Lot Essay
Louyse Moillon (1610-1696) n’avait que dix-neuf ans quand elle a peint ce tableau majestueux daté 1629, considéré comme seulement la deuxième nature morte signée et datée dans l'histoire de la peinture française – la première étant celle de Jacques Linard (1597-1645), datée de 1627, dédié au cardinal Richelieu (1585-1642) et actuellement conservée au Louvre (Paris, inv. DL 1970 12). L’importance immense de cette œuvre dans l’histoire de la peinture française est surlignée en 1974 quand Michel Faré, le célèbre historien de la nature morte française, la choisit pour orner la couverture de son livre Le Grand Siècle de la Nature morte en France, le XVIIe siècle, étude du sujet faisant encore toujours autorité dans le monde de l’art.

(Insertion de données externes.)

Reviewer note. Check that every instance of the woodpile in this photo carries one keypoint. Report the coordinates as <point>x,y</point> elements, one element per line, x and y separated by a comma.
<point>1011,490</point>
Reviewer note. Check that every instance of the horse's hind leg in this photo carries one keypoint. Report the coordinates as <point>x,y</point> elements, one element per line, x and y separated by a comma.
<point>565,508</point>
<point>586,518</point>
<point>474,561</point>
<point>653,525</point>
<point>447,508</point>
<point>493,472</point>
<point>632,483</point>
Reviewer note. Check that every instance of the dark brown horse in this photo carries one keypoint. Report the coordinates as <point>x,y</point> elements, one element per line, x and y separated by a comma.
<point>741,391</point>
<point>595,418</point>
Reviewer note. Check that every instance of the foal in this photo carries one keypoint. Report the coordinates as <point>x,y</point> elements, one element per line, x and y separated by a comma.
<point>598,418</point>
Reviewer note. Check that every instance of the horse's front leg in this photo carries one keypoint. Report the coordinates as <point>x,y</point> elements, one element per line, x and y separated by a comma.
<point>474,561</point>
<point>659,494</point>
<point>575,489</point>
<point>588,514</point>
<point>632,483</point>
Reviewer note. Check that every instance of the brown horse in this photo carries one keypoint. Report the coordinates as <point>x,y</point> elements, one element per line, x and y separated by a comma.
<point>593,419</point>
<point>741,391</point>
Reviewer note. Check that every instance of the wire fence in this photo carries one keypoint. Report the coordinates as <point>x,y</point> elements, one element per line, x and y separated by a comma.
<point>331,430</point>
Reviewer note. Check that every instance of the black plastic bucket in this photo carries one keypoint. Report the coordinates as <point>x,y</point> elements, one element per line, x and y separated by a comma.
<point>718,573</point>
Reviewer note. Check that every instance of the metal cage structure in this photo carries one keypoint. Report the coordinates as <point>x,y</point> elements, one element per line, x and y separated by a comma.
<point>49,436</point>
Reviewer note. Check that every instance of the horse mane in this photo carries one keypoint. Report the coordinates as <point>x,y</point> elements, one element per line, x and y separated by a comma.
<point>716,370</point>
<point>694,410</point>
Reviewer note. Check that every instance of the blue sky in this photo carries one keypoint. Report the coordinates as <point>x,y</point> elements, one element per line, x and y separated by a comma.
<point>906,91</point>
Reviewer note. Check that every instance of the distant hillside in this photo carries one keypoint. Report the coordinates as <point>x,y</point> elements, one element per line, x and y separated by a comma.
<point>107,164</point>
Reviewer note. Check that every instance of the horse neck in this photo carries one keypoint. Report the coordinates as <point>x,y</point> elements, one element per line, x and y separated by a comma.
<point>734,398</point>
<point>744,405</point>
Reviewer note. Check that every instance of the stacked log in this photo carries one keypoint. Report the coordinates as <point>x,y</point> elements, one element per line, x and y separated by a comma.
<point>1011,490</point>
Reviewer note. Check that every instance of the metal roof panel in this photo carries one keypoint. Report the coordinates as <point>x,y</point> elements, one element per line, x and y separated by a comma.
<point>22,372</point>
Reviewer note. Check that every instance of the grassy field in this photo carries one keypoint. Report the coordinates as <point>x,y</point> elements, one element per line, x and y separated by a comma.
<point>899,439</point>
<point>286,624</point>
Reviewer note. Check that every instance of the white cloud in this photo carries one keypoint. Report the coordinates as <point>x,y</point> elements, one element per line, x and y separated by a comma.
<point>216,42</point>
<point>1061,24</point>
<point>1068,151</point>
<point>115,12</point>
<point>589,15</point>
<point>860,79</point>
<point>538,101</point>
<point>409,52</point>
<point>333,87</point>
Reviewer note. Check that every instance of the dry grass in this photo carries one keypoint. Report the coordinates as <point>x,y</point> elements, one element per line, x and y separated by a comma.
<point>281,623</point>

Cette peinture précoce, extraordinairement frappante par l’ambition de sa composition, s’inscrit dans la tradition de la nature morte hollandaise et flamande des premières années du XVIIe siècle. On peut citer les noms d’artistes comme Jacob van Husldonck (1582-1647), Osias Beerts (mort en 1623) ou, pour nommer une autre femme peintre, Clara Peeters (? 1589-après 1657), avec qui Moillon partage l’angle de plongée et une lumière uniformément repartie qui fait baigner leurs tableaux dans une atmosphère chaleureuse. La Marchande de fruits témoigne de 'l’absolue sincérité de [son] auteur', qui nous 'touche par son talent scrupuleux soumis à la vérité de l’objet' (M. Faré, 1974, op. cit., p. 56). Effectivement, Moillon offre aux spectateurs une abondance de fruits dont le réalisme nous donne envie de saisir une pomme, une prune ou une pêche du panier et de la croquer à pleines dents.
Nous ne connaissons que huit tableaux de l’artiste qui mettent en scène des personnages, presque exclusivement des femmes. Ces œuvres, toutes d’un format imposant, représentent des fruits et des légumes dans un contexte lié à leur commerce ; ce sont des marchandes qui offrent la richesse de la campagne aux spectateurs, pour la plupart des bourgeois parisiens. Dans une mise en abîme du spectateur et du sujet, un de ces tableaux, À la marchande de fruits, présente une jeune bourgeoise en train d’acheter des fruit auprès d'une marchande, tout comme elle aurait pu acheter une nature morte auprès de Moillon elle-même (Fig. 1, musée du Louvre, Paris, inv. 1955-19).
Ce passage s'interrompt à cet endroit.